In 2015, ANA adopted the position statement “Incivility, Bullying, and Workplace Violence.” This statement, developed by a previous professional issues panel, called for zero tolerance of bullying and workplace violence with recommendations for the employer and employee to work together to develop a culture of safety, workplace violence prevention policies, and appropriate action if violence occurs.

Work by both panels resulted in the following resources and opportunities, which are available at the newly launched website, endnurseabuse.org:

Take the pledge. #EndNurseAbuse started as an awareness effort to encourage nurses to pledge to support each other by not allowing abuse in the workplace. This initiative has grown to more than 20,000 nurses and other healthcare workers signing on and sharing their commitment on social media. If you haven’t already, take the pledge at endnurseabuse.org.

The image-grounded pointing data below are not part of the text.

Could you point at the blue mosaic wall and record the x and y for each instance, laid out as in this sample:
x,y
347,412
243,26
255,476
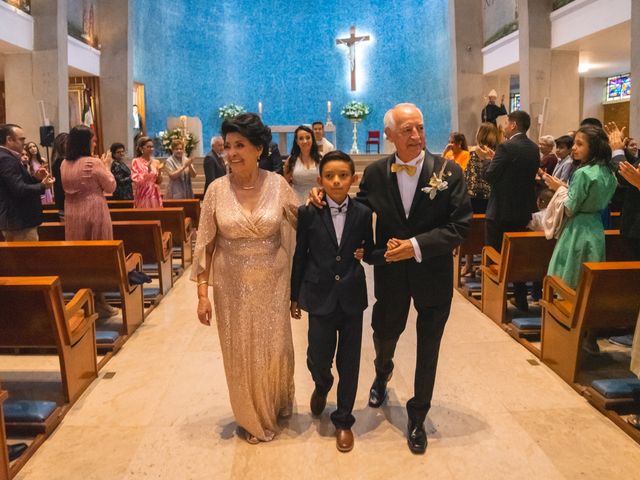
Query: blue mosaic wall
x,y
195,55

Read the issues brief. According to the U.S. Government Accountability Office, only 20% to 60% of nurses report incidents of workplace violence. To fully understand why more don’t report, the 2018 panel completed an issues brief, Reporting Incidents of Workplace Violence, that examines the barriers to reporting, discusses how to create a culture of safety, presents a process for reporting, reminds nurses of the zero-tolerance policy, and provides recommendations to combat workplace violence.

Download the pocket-sized brochure. In addition to the issues brief, the panel also created a pocket-sized brochure reminding nurses about the importance of being safe and protecting themselves from violent incidents, using the acronym STOP WPV (workplace violence). The brochure, which fits into a scrubs pocket or behind a name badge, also provides information on what nurses should do when violence occurs.

All of these resources are available on the new #EndNurseAbuse website and at nursingworld.org. Using the mantra “Support, Educate, Take Action, and Share,” nurses can access the brochure, issues brief, and the pledge on the site. If you would like to promote #EndNurseAbuse in your workplace or develop a campaign, you’ll find infographics, a link to an Occupational Safety and Health Administration site to report incidents, and a link to customize a letter to lawmakers or to contact your legislator.

ANA expresses its appreciation to the 2018 #EndNurseAbuse Professional Issues Panel members for their hard work.

Take action! Federal legislation

ANA supports the Workplace Violence Prevention for Health Care and Social Service Workers Act (H.R. 1309 and S. 851), which asks for a national collection and reporting system as the first step toward advancing workplace violence research. Visit RNAction.org for more information and how you can support the bill.

Ruth Francis is senior policy advisor in the Nursing Practice & Work Environment Department at ANA.

Selected references

American Nurses Association & Insight Consulting Group. 2016. Health risk appraisal exploratory data analysis: November 30, 2016.

U.S. Government Accountability Office. Workplace Safety and Health: Additional Efforts Needed to Help Protect Health Care Workers from Workplace Violence. March 2016. gao.gov/assets/680/675858.pdf

1 COMMENT

  1. Nurses suffer a lot of physical, mental and emotional abuse and most nurses take it as part of the job which should not be so. This problem has resulted to a lot of nurses leaving nursing and venturing into other professions. It is also one of the reasons nursing shortage is constantly on the rise. A study released earlier this year shed light on an alarming finding suicide rate among nurses. Suicide incidence was 11.97 per 100,000 person-years among female nurses and 39.8 per 100,000 among male nurses (Yazdi, 2017).
    I remember the previous hospital I worked enforced the American Nurse Association (ANA) position statement “Incivility, Bullying, and Workplace Violence” and zero tolerance of bullying and workplace violence (Francis, 2019). However, this current hospital condones nursing abuse. The mental and emotional abuse seems to come from the managers and supervisors. I am glad and encouraged to know that the American Nurses association is creating awareness to this issue however, nurses will have to stand up for themselves by coming together develop and enforce a culture of safety in the workplace, policies that support workplace violence prevention and an appropriate action if violence occurs.